Your reply just confirmed what I had researched and discovered for myself online. Thank you for the clarity of your reply
Expert:  Ben Jones replied 1 year ago.
You are welcome. If you want to take this further, then whenever a dispute arises over money owed by one party to another, the debtor can be pursued through the civil courts for recovery of the debt. As legal action should always be seen as a last resort, there are certain actions that should be taken initially to try and resolve this matter informally and without having to involve the courts. It is recommended that the process follows these steps:
1. Reminder letter – if no reminders have been sent yet, one should be sent first to allow the debtor to voluntarily pay what is due.

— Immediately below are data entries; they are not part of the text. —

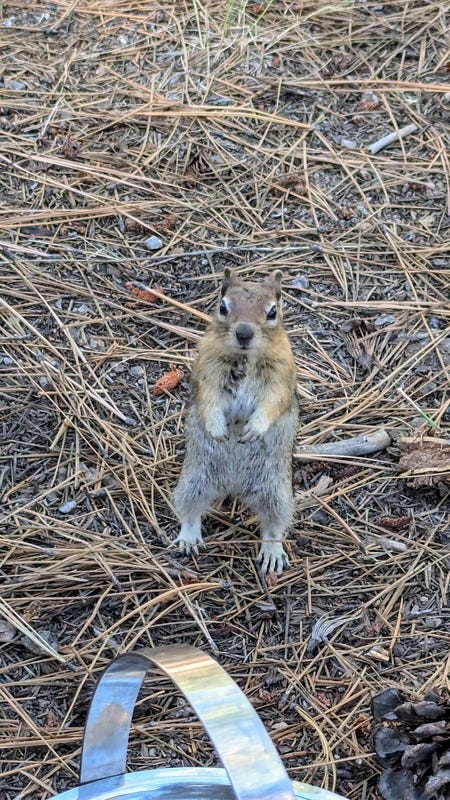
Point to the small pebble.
(153, 243)
(136, 372)
(17, 85)
(384, 319)
(300, 282)
(34, 647)
(66, 508)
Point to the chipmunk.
(242, 419)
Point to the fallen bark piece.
(357, 446)
(168, 381)
(427, 460)
(415, 755)
(390, 138)
(143, 292)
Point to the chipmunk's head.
(249, 313)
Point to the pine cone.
(412, 741)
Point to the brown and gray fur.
(242, 418)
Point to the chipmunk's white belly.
(241, 405)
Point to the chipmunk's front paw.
(256, 427)
(272, 558)
(216, 426)
(189, 541)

2. Letter before action – if informal reminders have been sent but these have been ignored, the debtor must be sent a formal letter asking them to repay the debt, or at least make arrangements for its repayment, within a specified period of time. A reasonable period to demand a response by would be 10 days. They should be advised that if they fail to do contact you in order to resolve this matter, formal legal proceedings will be commenced to recover the debt. This letter serves as a ‘final warning’ and gives the other side the opportunity to resolve this matter without the need for legal action.
3. If they fail to pay or at least make contact to try and resolve this, formal legal proceedings can be initiated. A claim can be commenced online by going to www.moneyclaim.gov.uk. Once the claim form is completed it will be sent to the debtor and they will have a limited time to defend it. If they are aware legal proceedings have commenced it could also prompt them to reconsider their position and perhaps force them to contact you to try and resolve this.
Whatever correspondence is sent, it is always advisable to keep copies and use recorded delivery so that there is proof of delivery and a paper trail. The court may need to refer to these if it gets that far.